Spotlight analyzed 120 large teaching hospitals, children hospitals, and cancer centers outside of Boston, and found only eight cases of chiefs serving on the boards of publicly traded companies.
In Chicago, Dallas-Fort Worth, Houston, Miami, Phoenix, Washington, D.C., and New York, not a single hospital studied by the Globe had a president or CEO who served on a publicly traded company board.
“Culturally, that’s just not something we do,” Lucia Lee, a spokesperson for the Mount Sinai Health System in New York, told Spotlight. Running a hospital in a large metro area, she said, requires the undivided attention of its leader.
It’s time for Boston’s hospitals to demand that kind of undivided attention, too — forbidding their top executives from serving on the boards of for-profit drug and health care companies.
New York’s Memorial Sloan Kettering Cancer Center, one of the world’s leading research institutions, put just such a ban in place in January 2019.
The move came after reports by The New York Times and non-profit news outlet ProPublica detailed a series of conflict-of-interest troubles at the hospital. Among them: the hospital’s chief medical officer had failed to disclose millions of dollars in payments from health care and drug companies in scores of journal articles; and Sloan Kettering had licensed images from a valuable tissue archive to three hospital insiders running an artificial intelligence start-up without putting the cache out to bid.
A decade ago, it was Boston that was at the center of a medical ethics storm. Documents in lawsuits prosecutors filed against Johnson & Johnson suggested a Massachusetts General Hospital researcher had improperly sought drug industry money by promising his work would promote greater use of psychiatric drugs among young people — accusations he denied.
Other suits uncovered aggressive marketing tactics by pharmaceutical companies — lavishing perks on doctors in the hope that they would prescribe certain drugs. The revelations forced a tightening of conflict-of-interest policies and a new emphasis on transparency across the health care industry. But the measures only went so far. Boston behemoth Partners HealthCare, the parent company of Massachusetts General Hospital, put a series of restrictions in place, only to pull back on them three years later when other academic medical centers didn’t follow suit.
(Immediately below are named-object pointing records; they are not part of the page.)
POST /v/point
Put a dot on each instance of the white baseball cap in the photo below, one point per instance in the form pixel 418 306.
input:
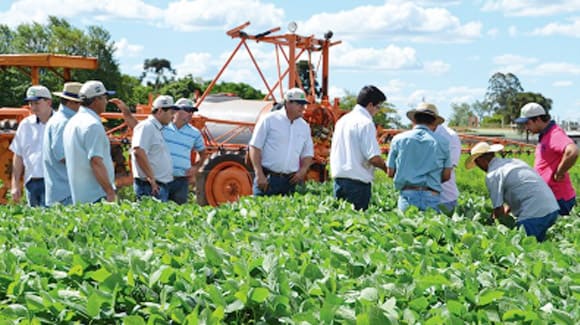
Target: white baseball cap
pixel 164 101
pixel 37 92
pixel 296 95
pixel 530 110
pixel 94 88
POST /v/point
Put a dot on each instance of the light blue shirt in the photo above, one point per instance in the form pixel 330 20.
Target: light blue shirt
pixel 513 182
pixel 418 157
pixel 84 138
pixel 180 142
pixel 55 177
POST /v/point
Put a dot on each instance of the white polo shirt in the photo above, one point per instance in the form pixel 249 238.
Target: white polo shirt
pixel 84 137
pixel 27 143
pixel 147 135
pixel 354 142
pixel 283 142
pixel 449 191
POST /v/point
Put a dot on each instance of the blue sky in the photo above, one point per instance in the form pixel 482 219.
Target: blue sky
pixel 440 51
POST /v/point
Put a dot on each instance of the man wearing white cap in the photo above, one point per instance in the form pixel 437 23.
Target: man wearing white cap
pixel 150 159
pixel 355 152
pixel 556 153
pixel 515 187
pixel 87 149
pixel 281 148
pixel 182 139
pixel 27 147
pixel 56 183
pixel 419 160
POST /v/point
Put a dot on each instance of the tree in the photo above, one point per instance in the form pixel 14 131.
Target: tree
pixel 461 114
pixel 157 72
pixel 501 88
pixel 303 69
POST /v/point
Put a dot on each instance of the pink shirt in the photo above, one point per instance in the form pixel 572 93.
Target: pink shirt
pixel 549 151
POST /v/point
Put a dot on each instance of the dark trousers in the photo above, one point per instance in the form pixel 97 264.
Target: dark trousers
pixel 353 191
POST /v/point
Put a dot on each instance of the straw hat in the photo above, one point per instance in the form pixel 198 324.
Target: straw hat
pixel 426 108
pixel 480 149
pixel 70 91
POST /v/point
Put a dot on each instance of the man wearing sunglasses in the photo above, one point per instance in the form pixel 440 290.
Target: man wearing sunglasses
pixel 150 159
pixel 182 139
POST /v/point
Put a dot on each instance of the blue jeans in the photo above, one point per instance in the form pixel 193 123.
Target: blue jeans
pixel 422 199
pixel 143 188
pixel 566 206
pixel 538 226
pixel 356 192
pixel 178 190
pixel 35 192
pixel 277 185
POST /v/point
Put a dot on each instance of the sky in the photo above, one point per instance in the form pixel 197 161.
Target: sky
pixel 441 52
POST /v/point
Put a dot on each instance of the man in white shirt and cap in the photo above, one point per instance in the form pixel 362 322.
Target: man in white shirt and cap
pixel 27 147
pixel 281 147
pixel 150 159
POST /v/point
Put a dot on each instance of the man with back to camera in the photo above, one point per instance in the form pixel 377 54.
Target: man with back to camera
pixel 556 153
pixel 281 147
pixel 87 149
pixel 419 160
pixel 182 138
pixel 150 158
pixel 355 152
pixel 27 148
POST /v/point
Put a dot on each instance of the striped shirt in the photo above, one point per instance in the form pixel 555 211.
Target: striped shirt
pixel 180 142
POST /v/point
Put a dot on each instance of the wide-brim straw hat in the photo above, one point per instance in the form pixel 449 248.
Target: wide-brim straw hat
pixel 426 108
pixel 480 149
pixel 70 91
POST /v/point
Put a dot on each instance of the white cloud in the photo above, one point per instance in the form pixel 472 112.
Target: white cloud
pixel 400 20
pixel 124 49
pixel 572 29
pixel 532 7
pixel 437 67
pixel 388 58
pixel 562 83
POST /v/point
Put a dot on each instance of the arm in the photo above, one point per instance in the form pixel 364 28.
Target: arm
pixel 17 171
pixel 143 162
pixel 256 157
pixel 568 160
pixel 301 174
pixel 101 175
pixel 127 115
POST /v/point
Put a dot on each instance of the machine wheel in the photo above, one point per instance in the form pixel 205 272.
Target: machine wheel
pixel 225 178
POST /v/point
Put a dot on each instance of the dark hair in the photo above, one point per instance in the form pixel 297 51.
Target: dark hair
pixel 370 94
pixel 422 118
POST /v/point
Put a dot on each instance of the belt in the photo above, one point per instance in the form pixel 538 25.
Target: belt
pixel 419 188
pixel 142 181
pixel 273 173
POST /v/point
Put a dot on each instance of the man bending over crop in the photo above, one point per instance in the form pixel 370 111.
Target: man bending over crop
pixel 513 183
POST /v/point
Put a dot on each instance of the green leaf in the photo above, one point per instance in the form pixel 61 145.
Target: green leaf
pixel 260 295
pixel 489 296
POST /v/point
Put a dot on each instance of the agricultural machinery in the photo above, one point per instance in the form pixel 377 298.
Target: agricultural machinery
pixel 225 121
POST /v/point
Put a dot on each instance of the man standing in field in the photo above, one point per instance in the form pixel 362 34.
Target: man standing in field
pixel 281 147
pixel 181 139
pixel 556 153
pixel 515 187
pixel 355 152
pixel 55 176
pixel 419 160
pixel 449 191
pixel 150 158
pixel 87 149
pixel 27 148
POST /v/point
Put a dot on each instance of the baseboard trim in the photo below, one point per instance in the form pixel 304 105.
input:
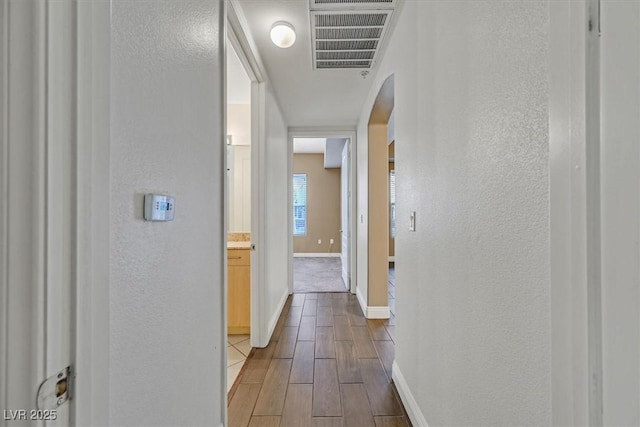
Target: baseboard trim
pixel 372 312
pixel 378 312
pixel 410 404
pixel 317 255
pixel 274 319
Now, with conflict of interest concerns prominent again, it’s time for the city’s teaching hospitals to move en masse.
Top executives will lose lucrative sinecures if they can no longer serve on drug and health care company boards; but they make handsome salaries in their day jobs. Hospital leaders may lose some insight into what industry is up to; but there are other ways to forge connections with pharmaceutical companies and telehealth startups.
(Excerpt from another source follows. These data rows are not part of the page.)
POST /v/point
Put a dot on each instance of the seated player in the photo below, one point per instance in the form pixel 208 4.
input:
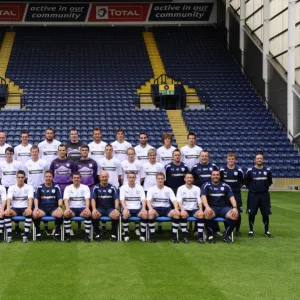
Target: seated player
pixel 133 201
pixel 19 203
pixel 2 209
pixel 105 202
pixel 158 202
pixel 214 196
pixel 48 202
pixel 189 202
pixel 77 203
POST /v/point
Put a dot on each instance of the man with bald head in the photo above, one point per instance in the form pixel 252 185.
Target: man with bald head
pixel 3 145
pixel 105 203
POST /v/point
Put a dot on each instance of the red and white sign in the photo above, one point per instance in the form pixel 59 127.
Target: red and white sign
pixel 127 12
pixel 12 12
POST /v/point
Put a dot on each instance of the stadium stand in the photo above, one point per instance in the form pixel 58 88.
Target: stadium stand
pixel 83 77
pixel 237 120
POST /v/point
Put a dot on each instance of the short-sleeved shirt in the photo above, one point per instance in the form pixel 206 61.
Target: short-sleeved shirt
pixel 62 170
pixel 189 198
pixel 190 155
pixel 2 194
pixel 8 172
pixel 165 155
pixel 77 195
pixel 48 196
pixel 22 153
pixel 133 197
pixel 135 167
pixel 141 153
pixel 19 196
pixel 149 172
pixel 217 194
pixel 96 151
pixel 120 150
pixel 233 177
pixel 88 170
pixel 258 180
pixel 112 167
pixel 35 171
pixel 105 196
pixel 160 197
pixel 48 151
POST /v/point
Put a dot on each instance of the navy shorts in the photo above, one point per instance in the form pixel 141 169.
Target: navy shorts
pixel 134 212
pixel 259 200
pixel 239 203
pixel 48 210
pixel 19 211
pixel 220 211
pixel 77 211
pixel 162 211
pixel 105 211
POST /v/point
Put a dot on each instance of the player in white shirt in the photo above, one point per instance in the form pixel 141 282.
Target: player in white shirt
pixel 9 168
pixel 165 152
pixel 150 170
pixel 3 145
pixel 35 168
pixel 49 147
pixel 131 165
pixel 133 201
pixel 111 165
pixel 158 202
pixel 189 202
pixel 19 203
pixel 120 146
pixel 77 202
pixel 190 153
pixel 97 146
pixel 142 149
pixel 22 151
pixel 2 210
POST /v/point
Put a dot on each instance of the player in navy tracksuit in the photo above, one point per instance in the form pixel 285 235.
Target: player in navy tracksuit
pixel 258 180
pixel 214 196
pixel 234 177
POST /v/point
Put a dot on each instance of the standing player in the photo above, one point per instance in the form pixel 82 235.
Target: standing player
pixel 105 202
pixel 133 201
pixel 165 152
pixel 258 180
pixel 214 196
pixel 234 177
pixel 97 146
pixel 62 169
pixel 189 202
pixel 120 146
pixel 48 202
pixel 142 149
pixel 150 170
pixel 111 165
pixel 131 165
pixel 158 202
pixel 22 151
pixel 2 210
pixel 190 153
pixel 19 203
pixel 3 145
pixel 87 168
pixel 73 146
pixel 175 172
pixel 49 147
pixel 77 203
pixel 35 168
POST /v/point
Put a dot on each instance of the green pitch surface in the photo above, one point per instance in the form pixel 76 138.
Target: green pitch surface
pixel 257 268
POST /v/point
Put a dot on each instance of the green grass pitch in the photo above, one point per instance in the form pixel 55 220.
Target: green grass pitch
pixel 257 268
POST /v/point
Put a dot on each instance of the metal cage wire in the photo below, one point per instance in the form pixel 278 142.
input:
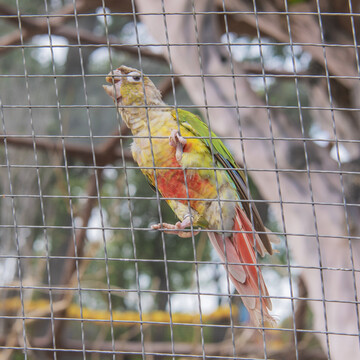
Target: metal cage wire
pixel 54 304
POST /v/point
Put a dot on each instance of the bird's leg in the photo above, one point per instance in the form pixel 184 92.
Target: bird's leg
pixel 178 142
pixel 178 226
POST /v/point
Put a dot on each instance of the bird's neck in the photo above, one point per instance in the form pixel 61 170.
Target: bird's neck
pixel 138 118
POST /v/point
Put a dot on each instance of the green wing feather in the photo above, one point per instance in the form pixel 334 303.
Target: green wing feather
pixel 193 123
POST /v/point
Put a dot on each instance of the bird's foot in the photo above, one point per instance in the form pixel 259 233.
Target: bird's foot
pixel 176 229
pixel 178 142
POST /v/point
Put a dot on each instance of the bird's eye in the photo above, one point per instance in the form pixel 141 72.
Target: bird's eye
pixel 134 77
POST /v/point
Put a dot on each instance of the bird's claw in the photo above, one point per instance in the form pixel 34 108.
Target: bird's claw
pixel 178 142
pixel 176 229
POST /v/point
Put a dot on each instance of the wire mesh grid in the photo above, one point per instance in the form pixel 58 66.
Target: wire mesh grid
pixel 83 275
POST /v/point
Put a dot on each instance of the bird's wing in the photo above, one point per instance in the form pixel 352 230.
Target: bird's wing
pixel 196 126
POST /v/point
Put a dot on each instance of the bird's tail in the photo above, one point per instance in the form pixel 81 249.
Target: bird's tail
pixel 237 251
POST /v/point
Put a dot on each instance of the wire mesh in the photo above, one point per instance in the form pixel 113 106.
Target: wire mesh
pixel 83 275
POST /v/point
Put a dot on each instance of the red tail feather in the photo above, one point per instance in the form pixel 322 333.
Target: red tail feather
pixel 246 278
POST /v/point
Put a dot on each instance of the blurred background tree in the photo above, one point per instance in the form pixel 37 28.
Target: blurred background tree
pixel 78 211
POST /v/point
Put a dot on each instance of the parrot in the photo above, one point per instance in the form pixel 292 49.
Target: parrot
pixel 199 179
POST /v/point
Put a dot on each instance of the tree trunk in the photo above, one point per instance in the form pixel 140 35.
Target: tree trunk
pixel 308 204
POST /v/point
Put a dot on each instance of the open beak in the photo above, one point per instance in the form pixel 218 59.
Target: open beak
pixel 114 78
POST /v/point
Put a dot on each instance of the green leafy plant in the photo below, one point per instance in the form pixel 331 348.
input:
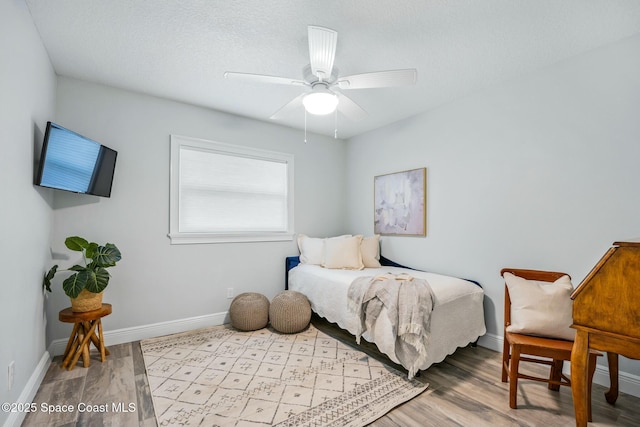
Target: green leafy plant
pixel 93 276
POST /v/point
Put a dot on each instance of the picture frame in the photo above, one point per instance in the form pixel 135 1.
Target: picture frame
pixel 399 201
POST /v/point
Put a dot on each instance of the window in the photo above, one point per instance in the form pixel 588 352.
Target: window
pixel 227 193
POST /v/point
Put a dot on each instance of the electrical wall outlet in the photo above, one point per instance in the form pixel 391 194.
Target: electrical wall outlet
pixel 10 372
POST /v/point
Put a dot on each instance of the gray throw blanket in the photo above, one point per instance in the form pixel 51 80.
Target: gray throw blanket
pixel 409 302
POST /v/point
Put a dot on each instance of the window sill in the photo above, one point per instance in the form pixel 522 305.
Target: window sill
pixel 204 238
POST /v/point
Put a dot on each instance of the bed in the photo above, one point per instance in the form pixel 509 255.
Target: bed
pixel 457 318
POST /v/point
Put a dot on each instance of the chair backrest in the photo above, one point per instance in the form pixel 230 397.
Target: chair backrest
pixel 540 275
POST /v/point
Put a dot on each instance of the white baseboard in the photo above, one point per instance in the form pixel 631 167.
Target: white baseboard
pixel 628 383
pixel 15 419
pixel 136 333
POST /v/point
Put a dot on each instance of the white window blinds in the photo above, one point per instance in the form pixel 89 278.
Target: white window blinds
pixel 222 192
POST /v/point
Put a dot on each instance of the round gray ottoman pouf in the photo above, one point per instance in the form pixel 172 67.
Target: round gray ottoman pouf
pixel 290 312
pixel 249 311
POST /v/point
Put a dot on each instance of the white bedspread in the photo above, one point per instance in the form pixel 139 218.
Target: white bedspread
pixel 457 318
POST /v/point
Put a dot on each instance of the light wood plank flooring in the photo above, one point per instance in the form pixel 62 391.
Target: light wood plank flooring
pixel 464 390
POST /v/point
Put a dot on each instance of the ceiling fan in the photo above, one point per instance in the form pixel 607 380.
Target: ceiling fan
pixel 325 85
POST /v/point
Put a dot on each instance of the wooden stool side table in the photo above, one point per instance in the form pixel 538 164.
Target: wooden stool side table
pixel 87 329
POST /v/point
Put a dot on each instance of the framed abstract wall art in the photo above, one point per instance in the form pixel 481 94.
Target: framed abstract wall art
pixel 400 203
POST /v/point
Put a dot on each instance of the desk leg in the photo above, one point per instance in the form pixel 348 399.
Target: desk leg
pixel 579 377
pixel 612 394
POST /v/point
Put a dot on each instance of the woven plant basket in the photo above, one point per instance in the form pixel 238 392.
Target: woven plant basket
pixel 86 301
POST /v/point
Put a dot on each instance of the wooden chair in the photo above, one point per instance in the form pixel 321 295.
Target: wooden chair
pixel 546 351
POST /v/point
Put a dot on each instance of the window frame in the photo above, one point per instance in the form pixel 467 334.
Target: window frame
pixel 178 237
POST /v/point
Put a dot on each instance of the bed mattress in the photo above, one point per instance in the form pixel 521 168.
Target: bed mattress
pixel 457 317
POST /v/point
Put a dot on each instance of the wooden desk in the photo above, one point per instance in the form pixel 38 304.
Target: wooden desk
pixel 87 329
pixel 605 316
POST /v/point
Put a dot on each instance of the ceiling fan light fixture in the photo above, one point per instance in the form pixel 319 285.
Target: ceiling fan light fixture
pixel 320 103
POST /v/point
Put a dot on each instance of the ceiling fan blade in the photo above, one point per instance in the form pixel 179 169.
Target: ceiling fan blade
pixel 295 103
pixel 379 79
pixel 261 78
pixel 322 51
pixel 350 109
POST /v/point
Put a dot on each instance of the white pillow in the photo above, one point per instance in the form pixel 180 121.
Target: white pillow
pixel 370 249
pixel 541 308
pixel 310 249
pixel 343 253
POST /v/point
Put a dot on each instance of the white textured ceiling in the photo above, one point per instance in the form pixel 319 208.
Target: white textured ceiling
pixel 180 49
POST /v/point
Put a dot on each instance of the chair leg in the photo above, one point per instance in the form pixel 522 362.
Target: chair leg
pixel 593 359
pixel 506 355
pixel 556 374
pixel 513 376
Even in Boston, there is evidence that another way is possible. Beth Israel Lahey Health, the parent organization of Beth Israel Deaconess Medical Center, bars leaders from serving as directors at pharmaceutical and device companies; its chief, Peter Healy, is the only head of a major Boston teaching hospital who does not serve on the board of a for-profit company, save for Brigham and Women’s interim president.
Hospitals are special places, where patients put their lives in the hands of those treating them. Trust in those places and the people leading them is essential. And the benefits of directorships are too meager to justify a compromise of that trust.